# Rainforest Adventures (DUW)



## StudentoftheReptile (Apr 25, 2012)

This is Rainforest Adventures in Sieverville, TN.

alligator snapper










african side-neck turtle









giant day gecko





leopard tortoise





timber rattlesnakes





some type of softshell turtle





blue garter snake





gaboon viper





caimans





lacerta lizard sp





copperhead





sidewinder rattlesnake





some other type of rattler





pygmy rattler


----------



## NudistApple (Apr 25, 2012)

I played host to a Gaboon Viper that a friend of mine picked up from an inexperienced family for a day.
Even in a taped shut tank, I was terrified of him/her.

All that venom...no bueno.

And I'm not scared of snakes or anything! Just Gaboons.


----------



## jeffbens0n (Apr 25, 2012)

Cool pics. How big is that aquarium the alligator snappers are in? It looks like the tank is only as wide as they are long!


----------



## StudentoftheReptile (Apr 25, 2012)

jeffbens0n said:


> Cool pics. How big is that aquarium the alligator snappers are in? It looks like the tank is only as wide as they are long!



It was longer, but regrettably not much wider than what you see in the photo. I was not impressed with the state of some of the exhibits there. I wrote a very lengthy complaint to the manager shortly after visiting, comparing my observations to my first visit many years before.


----------



## tortadise (Apr 25, 2012)

Nice. Yeah I agree with Gaborone. And rhino vipers. Scary venom potency.


----------



## wellington (Apr 25, 2012)

StudentoftheReptile said:


> jeffbens0n said:
> 
> 
> > Cool pics. How big is that aquarium the alligator snappers are in? It looks like the tank is only as wide as they are long!
> ...



Good for you. I was actually going to see if I could get a phone number or address. Not impressed at all with the snappers aquarium or the pyramiding on the leopard. I am sure there is more that we can't see in the pics. A place like that is suppose to know better, or at least should. If you can, keep on them and see if they make some changes for the good. A little nice pressure can sometimes do wonders.


----------



## ALDABRAMAN (Apr 25, 2012)

Nice, you do take great pictures.


----------



## StudentoftheReptile (Apr 26, 2012)

wellington said:


> Good for you. I was actually going to see if I could get a phone number or address. Not impressed at all with the snappers aquarium or the pyramiding on the leopard. I am sure there is more that we can't see in the pics. A place like that is suppose to know better, or at least should. If you can, keep on them and see if they make some changes for the good. A little nice pressure can sometimes do wonders.

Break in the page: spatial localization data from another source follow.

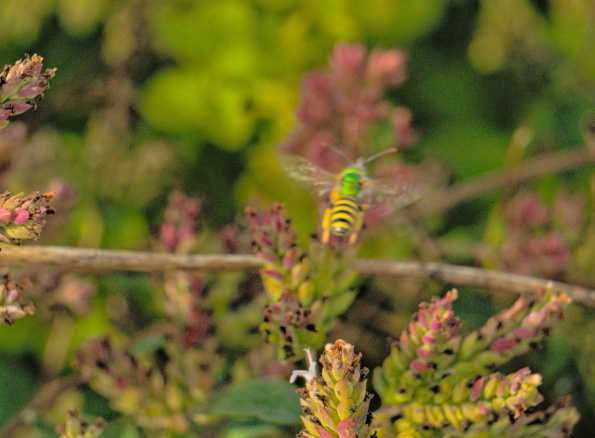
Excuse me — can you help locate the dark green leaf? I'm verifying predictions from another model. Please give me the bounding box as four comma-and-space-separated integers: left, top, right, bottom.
211, 380, 302, 425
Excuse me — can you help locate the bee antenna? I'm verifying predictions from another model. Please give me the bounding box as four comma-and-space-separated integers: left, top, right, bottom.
323, 143, 353, 164
364, 148, 398, 164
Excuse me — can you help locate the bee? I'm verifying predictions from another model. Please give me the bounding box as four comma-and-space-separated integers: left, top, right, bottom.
286, 146, 427, 245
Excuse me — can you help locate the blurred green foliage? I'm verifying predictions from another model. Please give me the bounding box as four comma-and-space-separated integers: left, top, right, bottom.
0, 0, 593, 436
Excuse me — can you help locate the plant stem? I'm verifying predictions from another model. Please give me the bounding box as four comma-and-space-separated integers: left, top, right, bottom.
414, 147, 595, 217
0, 246, 593, 306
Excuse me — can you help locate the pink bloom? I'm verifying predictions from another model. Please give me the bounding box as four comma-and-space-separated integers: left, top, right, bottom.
13, 207, 29, 224
0, 208, 11, 225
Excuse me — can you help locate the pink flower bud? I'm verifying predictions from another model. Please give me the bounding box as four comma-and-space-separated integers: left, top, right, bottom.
366, 49, 407, 86
415, 346, 435, 358
471, 377, 486, 400
421, 334, 437, 344
0, 208, 11, 225
329, 43, 367, 84
490, 337, 517, 352
410, 359, 429, 373
7, 101, 33, 115
17, 83, 44, 99
13, 208, 29, 224
0, 108, 12, 122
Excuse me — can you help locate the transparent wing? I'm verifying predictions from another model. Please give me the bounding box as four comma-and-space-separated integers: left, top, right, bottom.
362, 171, 429, 212
283, 155, 338, 200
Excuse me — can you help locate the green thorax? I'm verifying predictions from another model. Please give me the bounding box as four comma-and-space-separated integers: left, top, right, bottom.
339, 166, 367, 198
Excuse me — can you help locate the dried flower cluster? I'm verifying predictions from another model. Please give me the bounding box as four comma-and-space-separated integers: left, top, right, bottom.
0, 273, 34, 325
55, 409, 105, 438
0, 54, 55, 130
485, 189, 593, 280
372, 286, 577, 437
247, 204, 358, 361
0, 190, 55, 245
296, 340, 375, 438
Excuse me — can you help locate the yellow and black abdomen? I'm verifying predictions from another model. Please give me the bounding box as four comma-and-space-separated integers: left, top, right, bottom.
329, 196, 363, 236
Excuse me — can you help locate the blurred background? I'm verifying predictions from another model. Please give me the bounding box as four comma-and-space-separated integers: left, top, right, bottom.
0, 0, 594, 436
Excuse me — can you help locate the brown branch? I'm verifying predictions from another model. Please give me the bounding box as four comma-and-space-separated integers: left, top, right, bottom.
0, 246, 594, 307
414, 147, 595, 217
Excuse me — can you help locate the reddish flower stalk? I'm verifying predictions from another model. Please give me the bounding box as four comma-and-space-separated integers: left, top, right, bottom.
247, 204, 358, 361
282, 42, 415, 170
158, 190, 202, 253
373, 285, 577, 436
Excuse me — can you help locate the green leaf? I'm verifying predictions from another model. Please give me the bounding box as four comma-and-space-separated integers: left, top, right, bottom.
0, 356, 36, 426
211, 380, 302, 425
223, 423, 286, 438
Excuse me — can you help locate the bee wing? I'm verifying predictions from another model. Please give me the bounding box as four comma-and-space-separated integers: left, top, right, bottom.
283, 156, 338, 199
363, 174, 429, 212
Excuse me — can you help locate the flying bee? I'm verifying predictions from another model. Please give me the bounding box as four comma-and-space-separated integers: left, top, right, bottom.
285, 146, 428, 245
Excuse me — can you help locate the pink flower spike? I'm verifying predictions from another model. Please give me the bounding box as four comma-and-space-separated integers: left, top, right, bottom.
13, 208, 29, 225
0, 208, 11, 225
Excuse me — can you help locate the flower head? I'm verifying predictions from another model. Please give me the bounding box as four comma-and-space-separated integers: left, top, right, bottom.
373, 286, 577, 436
281, 43, 414, 165
0, 191, 55, 245
247, 205, 358, 361
0, 54, 55, 129
297, 340, 375, 438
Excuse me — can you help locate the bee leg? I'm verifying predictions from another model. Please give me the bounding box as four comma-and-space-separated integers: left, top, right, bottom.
330, 188, 341, 203
321, 206, 332, 246
349, 204, 367, 245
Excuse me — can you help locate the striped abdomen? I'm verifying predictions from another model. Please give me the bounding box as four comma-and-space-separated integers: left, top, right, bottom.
330, 196, 363, 236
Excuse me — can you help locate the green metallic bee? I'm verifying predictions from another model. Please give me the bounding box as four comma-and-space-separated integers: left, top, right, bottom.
286, 146, 427, 245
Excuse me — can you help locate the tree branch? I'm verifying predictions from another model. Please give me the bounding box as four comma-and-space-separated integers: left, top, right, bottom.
0, 246, 593, 307
414, 147, 595, 217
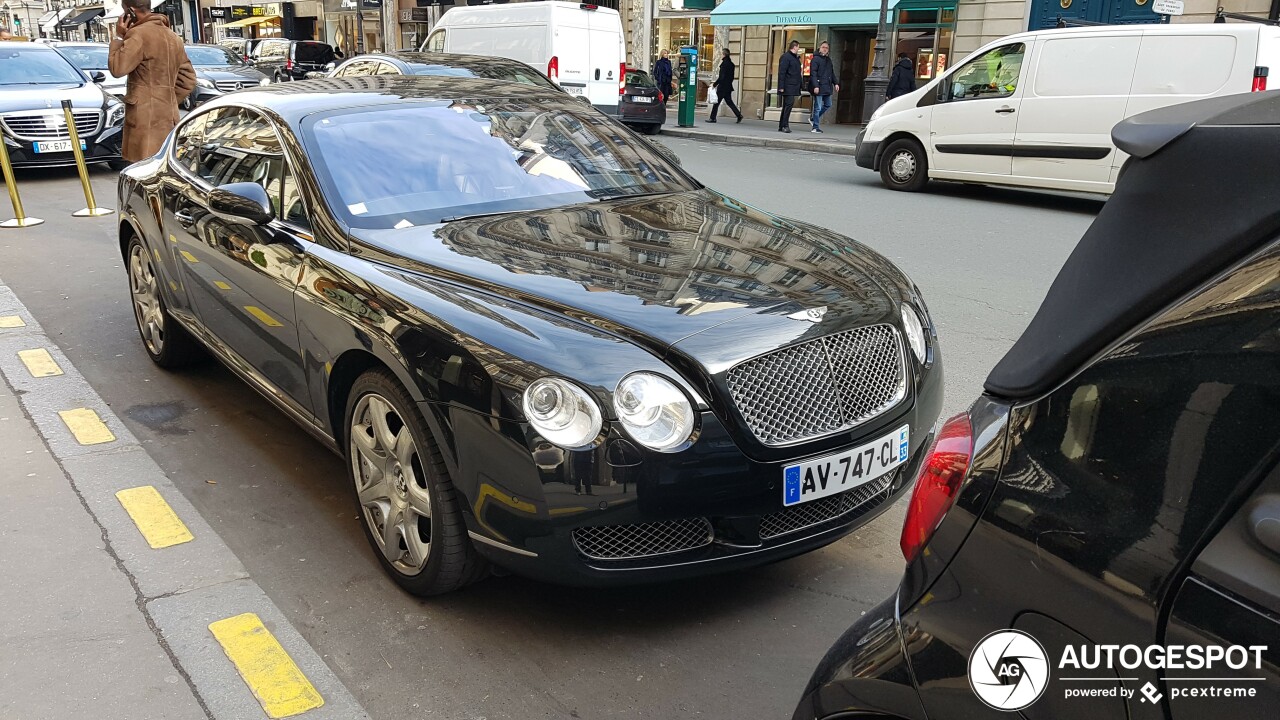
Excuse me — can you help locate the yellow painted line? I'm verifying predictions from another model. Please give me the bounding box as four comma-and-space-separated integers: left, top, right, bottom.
17, 348, 63, 378
244, 306, 283, 327
169, 233, 177, 244
209, 613, 325, 718
115, 485, 194, 549
214, 280, 232, 291
153, 247, 162, 262
180, 250, 200, 263
58, 408, 115, 445
169, 281, 179, 291
0, 315, 26, 328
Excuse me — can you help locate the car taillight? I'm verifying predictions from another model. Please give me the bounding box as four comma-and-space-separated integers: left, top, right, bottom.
620, 62, 626, 96
900, 412, 973, 562
1253, 66, 1268, 92
547, 56, 559, 82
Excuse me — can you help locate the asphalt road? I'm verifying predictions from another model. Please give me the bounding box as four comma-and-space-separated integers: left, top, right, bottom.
0, 142, 1099, 720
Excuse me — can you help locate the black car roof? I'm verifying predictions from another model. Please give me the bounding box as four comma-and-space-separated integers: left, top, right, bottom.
984, 91, 1280, 399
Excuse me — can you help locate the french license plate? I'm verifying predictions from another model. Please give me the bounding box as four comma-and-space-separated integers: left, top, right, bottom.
563, 85, 585, 96
632, 96, 653, 103
783, 424, 909, 507
33, 140, 85, 154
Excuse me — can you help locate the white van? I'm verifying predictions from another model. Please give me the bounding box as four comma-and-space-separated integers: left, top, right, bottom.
420, 1, 626, 114
856, 23, 1280, 194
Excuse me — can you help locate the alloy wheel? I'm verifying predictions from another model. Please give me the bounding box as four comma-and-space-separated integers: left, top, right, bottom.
129, 243, 165, 355
350, 393, 432, 575
889, 150, 917, 183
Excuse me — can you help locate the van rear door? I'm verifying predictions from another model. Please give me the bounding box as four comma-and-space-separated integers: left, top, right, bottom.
552, 9, 592, 102
587, 9, 624, 114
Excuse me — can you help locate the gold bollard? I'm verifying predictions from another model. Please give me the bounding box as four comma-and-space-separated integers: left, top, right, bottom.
62, 99, 112, 217
0, 130, 43, 228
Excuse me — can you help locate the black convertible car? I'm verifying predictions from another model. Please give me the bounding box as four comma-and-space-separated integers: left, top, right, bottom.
795, 93, 1280, 719
117, 76, 942, 595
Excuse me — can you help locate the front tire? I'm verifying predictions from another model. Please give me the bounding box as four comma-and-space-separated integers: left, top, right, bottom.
127, 238, 203, 368
345, 369, 487, 596
879, 138, 929, 192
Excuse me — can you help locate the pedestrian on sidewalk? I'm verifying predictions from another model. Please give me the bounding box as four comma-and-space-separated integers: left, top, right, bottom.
654, 49, 674, 104
809, 41, 839, 133
777, 40, 802, 133
109, 0, 195, 163
887, 52, 916, 99
708, 48, 743, 124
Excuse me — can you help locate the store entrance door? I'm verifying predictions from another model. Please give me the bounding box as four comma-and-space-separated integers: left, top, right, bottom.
835, 30, 872, 124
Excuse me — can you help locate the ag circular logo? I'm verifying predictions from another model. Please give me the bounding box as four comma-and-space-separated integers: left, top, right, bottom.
968, 629, 1050, 711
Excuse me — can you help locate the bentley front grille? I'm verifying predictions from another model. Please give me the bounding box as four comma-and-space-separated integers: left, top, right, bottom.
572, 518, 714, 561
725, 324, 907, 446
759, 471, 897, 541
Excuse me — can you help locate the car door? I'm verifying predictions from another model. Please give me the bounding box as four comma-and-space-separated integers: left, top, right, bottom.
928, 41, 1030, 176
166, 106, 314, 415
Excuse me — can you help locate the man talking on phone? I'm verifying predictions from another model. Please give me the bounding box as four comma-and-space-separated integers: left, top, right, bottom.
109, 0, 195, 163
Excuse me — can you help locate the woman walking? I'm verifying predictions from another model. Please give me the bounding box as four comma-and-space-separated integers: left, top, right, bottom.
708, 48, 743, 124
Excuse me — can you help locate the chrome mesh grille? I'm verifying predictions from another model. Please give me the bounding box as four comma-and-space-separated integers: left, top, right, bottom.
760, 471, 897, 540
1, 111, 101, 141
726, 324, 906, 446
572, 518, 713, 561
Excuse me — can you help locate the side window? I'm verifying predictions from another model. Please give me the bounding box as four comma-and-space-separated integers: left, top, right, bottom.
337, 61, 373, 77
425, 30, 445, 53
195, 108, 310, 230
944, 43, 1026, 101
375, 62, 401, 75
172, 112, 208, 174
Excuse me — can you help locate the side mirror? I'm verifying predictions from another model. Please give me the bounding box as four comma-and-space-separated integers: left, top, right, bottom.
325, 62, 336, 72
210, 182, 274, 226
91, 71, 105, 83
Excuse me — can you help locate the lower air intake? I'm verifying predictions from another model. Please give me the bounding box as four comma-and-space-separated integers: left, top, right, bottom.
759, 471, 897, 540
572, 518, 714, 561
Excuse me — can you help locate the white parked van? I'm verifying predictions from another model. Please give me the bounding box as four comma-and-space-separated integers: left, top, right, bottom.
856, 23, 1280, 194
420, 1, 626, 114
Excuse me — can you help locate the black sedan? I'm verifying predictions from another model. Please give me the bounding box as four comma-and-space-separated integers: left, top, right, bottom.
183, 44, 269, 111
618, 67, 664, 135
325, 51, 559, 93
0, 42, 123, 168
796, 93, 1280, 719
117, 76, 942, 595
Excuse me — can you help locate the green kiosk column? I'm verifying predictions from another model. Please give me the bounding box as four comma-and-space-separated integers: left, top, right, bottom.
678, 45, 698, 128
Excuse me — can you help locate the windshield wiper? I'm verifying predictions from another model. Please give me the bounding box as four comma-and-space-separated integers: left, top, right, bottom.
587, 189, 677, 202
439, 209, 523, 223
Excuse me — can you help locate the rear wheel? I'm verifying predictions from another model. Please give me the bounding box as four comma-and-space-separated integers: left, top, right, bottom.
127, 238, 202, 368
345, 369, 487, 596
642, 123, 661, 136
880, 138, 929, 192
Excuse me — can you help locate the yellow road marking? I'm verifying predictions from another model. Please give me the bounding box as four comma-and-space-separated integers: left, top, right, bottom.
58, 408, 115, 445
169, 281, 178, 291
180, 250, 200, 263
17, 348, 62, 378
214, 280, 231, 291
115, 486, 194, 549
169, 234, 177, 243
153, 247, 162, 261
0, 315, 26, 328
244, 306, 283, 327
209, 613, 325, 718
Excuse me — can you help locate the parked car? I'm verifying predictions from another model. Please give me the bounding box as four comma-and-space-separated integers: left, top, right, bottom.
857, 23, 1280, 194
117, 76, 943, 596
52, 42, 125, 98
797, 91, 1280, 720
327, 51, 558, 93
421, 0, 625, 114
218, 37, 263, 64
618, 67, 664, 135
0, 42, 124, 168
251, 39, 336, 83
182, 44, 268, 110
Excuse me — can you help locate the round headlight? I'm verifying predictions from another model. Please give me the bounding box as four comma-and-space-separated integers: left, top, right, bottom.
901, 303, 927, 364
522, 378, 603, 450
613, 373, 695, 452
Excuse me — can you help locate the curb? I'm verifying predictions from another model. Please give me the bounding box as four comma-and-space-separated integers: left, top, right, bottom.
0, 281, 370, 720
659, 126, 859, 156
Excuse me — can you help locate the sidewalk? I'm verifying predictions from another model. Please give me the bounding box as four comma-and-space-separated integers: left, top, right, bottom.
658, 115, 864, 156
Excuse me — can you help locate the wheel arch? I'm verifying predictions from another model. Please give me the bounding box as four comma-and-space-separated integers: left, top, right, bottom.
874, 131, 926, 171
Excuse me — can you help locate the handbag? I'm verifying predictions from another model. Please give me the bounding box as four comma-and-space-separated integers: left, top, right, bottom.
707, 85, 719, 104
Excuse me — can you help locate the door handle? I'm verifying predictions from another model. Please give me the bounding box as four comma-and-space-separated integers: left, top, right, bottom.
174, 210, 195, 227
595, 69, 601, 80
995, 107, 1016, 114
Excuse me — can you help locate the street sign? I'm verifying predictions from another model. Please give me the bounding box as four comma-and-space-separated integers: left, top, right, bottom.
1152, 0, 1184, 15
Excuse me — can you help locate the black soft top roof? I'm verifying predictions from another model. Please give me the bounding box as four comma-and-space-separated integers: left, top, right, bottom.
984, 91, 1280, 399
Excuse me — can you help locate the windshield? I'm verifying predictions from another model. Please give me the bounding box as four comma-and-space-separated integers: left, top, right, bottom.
58, 45, 109, 71
0, 47, 85, 86
186, 46, 243, 67
302, 102, 694, 229
408, 63, 555, 90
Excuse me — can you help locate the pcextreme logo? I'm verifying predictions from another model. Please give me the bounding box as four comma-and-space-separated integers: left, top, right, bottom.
968, 630, 1269, 711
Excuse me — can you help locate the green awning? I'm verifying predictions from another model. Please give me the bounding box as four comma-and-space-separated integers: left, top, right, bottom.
709, 0, 900, 27
681, 0, 717, 9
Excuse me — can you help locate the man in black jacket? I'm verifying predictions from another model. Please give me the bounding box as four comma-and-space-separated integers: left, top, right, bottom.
777, 40, 802, 133
887, 53, 916, 99
708, 48, 743, 123
808, 40, 839, 133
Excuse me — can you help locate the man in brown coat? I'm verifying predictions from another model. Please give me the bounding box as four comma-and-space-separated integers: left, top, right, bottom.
109, 0, 195, 162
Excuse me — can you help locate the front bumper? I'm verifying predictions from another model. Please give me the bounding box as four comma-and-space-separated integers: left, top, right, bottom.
855, 129, 878, 170
2, 126, 123, 167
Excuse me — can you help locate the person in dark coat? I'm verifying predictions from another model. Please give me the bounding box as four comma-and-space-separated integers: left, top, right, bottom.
708, 48, 743, 124
653, 49, 674, 104
808, 40, 839, 133
777, 40, 803, 133
887, 52, 917, 99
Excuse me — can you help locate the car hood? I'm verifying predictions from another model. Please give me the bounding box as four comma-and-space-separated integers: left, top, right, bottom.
355, 190, 912, 371
196, 66, 268, 82
0, 83, 109, 113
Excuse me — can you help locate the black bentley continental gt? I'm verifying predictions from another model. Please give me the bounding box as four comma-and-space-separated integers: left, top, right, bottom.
117, 76, 943, 595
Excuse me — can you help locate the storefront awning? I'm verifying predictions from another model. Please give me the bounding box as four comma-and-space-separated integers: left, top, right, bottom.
220, 15, 282, 29
709, 0, 900, 27
59, 8, 105, 29
36, 10, 58, 26
41, 8, 72, 33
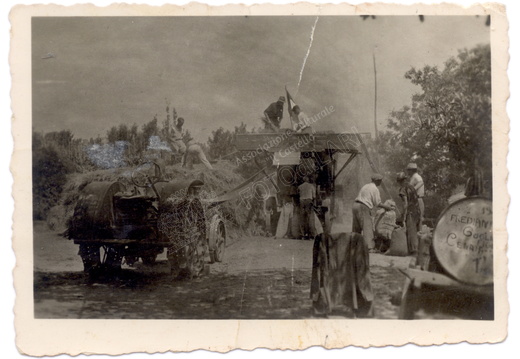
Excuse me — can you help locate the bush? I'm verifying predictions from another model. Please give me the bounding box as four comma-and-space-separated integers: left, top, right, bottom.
32, 147, 70, 220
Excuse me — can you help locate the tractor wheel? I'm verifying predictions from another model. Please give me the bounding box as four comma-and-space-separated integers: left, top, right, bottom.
124, 255, 138, 267
141, 255, 157, 266
168, 231, 209, 280
185, 233, 208, 278
79, 244, 123, 279
79, 243, 101, 274
208, 215, 226, 263
101, 245, 124, 272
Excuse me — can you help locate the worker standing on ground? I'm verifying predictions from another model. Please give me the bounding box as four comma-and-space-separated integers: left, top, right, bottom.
406, 162, 425, 228
265, 194, 280, 237
263, 96, 285, 131
396, 172, 421, 257
298, 176, 316, 240
244, 186, 267, 235
352, 174, 393, 252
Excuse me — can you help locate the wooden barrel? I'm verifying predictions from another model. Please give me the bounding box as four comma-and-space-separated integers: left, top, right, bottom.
432, 197, 493, 285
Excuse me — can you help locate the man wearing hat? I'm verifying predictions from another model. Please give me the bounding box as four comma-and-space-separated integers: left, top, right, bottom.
396, 172, 421, 256
263, 96, 285, 131
406, 163, 425, 228
352, 173, 393, 251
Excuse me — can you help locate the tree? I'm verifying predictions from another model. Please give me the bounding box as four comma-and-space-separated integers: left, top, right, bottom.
32, 146, 70, 220
379, 44, 491, 205
207, 127, 234, 160
142, 117, 159, 140
33, 130, 44, 150
207, 122, 249, 161
44, 130, 74, 150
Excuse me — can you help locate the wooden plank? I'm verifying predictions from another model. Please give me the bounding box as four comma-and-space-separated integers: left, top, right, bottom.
333, 152, 358, 181
235, 132, 368, 153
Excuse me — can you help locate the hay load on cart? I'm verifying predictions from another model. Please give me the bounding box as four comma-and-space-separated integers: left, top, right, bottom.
66, 161, 227, 279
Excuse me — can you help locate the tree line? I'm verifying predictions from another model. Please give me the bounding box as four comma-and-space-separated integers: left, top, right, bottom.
376, 43, 492, 216
33, 43, 491, 221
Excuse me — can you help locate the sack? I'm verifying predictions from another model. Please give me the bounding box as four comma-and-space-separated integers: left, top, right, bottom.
385, 227, 408, 257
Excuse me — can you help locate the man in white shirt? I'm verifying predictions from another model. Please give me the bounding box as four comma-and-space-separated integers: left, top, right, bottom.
407, 163, 424, 228
169, 117, 187, 155
289, 105, 311, 133
171, 117, 213, 170
352, 173, 393, 251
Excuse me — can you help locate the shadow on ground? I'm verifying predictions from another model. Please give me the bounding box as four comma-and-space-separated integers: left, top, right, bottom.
34, 263, 404, 320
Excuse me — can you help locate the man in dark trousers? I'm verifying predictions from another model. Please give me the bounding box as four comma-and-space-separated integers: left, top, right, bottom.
396, 172, 421, 256
352, 173, 393, 251
265, 194, 280, 237
406, 162, 425, 228
263, 96, 285, 131
298, 176, 316, 240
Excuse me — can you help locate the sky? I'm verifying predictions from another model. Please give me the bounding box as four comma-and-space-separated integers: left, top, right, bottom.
31, 15, 490, 142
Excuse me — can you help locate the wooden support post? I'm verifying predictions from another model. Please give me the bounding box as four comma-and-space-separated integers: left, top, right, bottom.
333, 152, 358, 182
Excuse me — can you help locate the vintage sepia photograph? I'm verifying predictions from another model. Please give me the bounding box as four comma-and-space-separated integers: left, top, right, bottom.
31, 12, 494, 320
8, 1, 511, 355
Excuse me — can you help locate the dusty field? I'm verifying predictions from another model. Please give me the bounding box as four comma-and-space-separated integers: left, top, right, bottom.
33, 221, 410, 319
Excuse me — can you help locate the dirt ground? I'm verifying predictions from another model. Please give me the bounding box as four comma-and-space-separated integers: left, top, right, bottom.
33, 221, 411, 319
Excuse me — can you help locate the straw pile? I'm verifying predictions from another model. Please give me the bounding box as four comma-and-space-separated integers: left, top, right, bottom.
49, 161, 247, 235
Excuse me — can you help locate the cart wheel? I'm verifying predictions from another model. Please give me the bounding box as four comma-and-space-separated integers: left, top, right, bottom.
398, 277, 417, 319
208, 215, 226, 263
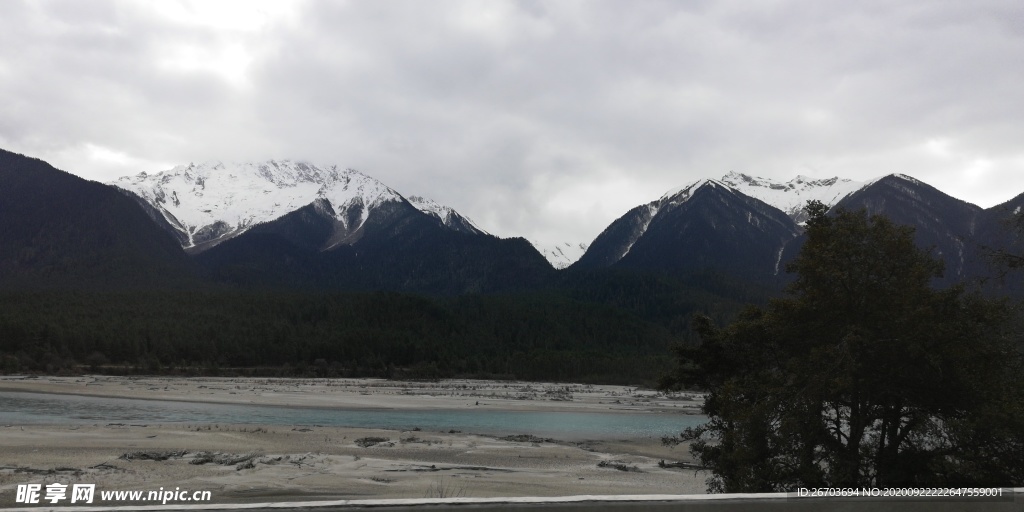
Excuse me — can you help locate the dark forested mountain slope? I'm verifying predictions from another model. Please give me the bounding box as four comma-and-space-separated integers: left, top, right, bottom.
0, 149, 193, 289
971, 191, 1024, 295
827, 174, 984, 287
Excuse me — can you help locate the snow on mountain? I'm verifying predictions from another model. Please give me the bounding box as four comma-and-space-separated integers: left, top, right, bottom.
112, 161, 478, 250
862, 173, 923, 188
614, 180, 737, 260
857, 173, 932, 204
111, 162, 893, 266
581, 178, 724, 264
530, 240, 590, 269
658, 179, 725, 208
620, 204, 659, 260
407, 195, 487, 235
574, 176, 803, 275
719, 172, 864, 222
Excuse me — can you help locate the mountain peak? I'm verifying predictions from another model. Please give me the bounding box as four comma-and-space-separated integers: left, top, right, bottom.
890, 173, 923, 185
658, 178, 726, 206
574, 172, 801, 277
864, 172, 924, 186
111, 160, 478, 250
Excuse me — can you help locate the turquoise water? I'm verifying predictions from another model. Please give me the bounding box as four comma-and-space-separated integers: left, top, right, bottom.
0, 391, 705, 440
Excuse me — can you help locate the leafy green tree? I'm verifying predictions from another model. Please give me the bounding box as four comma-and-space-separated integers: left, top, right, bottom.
663, 201, 1024, 491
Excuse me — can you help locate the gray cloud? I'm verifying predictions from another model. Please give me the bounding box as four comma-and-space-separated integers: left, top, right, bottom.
2, 0, 1022, 246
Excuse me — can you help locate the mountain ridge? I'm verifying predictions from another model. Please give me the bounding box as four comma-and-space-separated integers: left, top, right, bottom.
112, 160, 489, 254
719, 171, 865, 223
0, 147, 1005, 295
110, 163, 1016, 273
574, 179, 802, 282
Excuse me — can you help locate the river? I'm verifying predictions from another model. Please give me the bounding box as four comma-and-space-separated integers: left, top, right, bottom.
0, 391, 705, 440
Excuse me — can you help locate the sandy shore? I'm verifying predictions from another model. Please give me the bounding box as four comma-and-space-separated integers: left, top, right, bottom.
0, 376, 707, 505
0, 375, 704, 414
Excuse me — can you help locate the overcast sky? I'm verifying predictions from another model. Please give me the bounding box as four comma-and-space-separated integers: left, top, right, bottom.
3, 0, 1023, 246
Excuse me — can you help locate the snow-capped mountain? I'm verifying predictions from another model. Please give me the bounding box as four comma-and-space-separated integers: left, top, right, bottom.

This was back in 2009, during our honeymoon actually! It's about an 8 hr drive from me now, so regrettably, I don't have a way of checking up on it. Wish I did though.

I kinda wish I had stayed there and talked to a manager in person and shown them point by point the issues I saw. But I didn't, and I ended up waiting til I got back to our suite to gather my thoughts and write an email outlining my observations. The manager had replied back to me that they had recently lost a handful of their regular fulltime staff at that time, and apologized deeply for the state of things. 

But if anyone finds themselves in the Sieverville/Pigeon Forge/Gatlinburg area any time soon, you may want to include this in your trip. All in all, not a horrible place, but just needed some work. I will have to say, that despite some of the issues with care I saw, all the animals looked in reasonably good health.


----------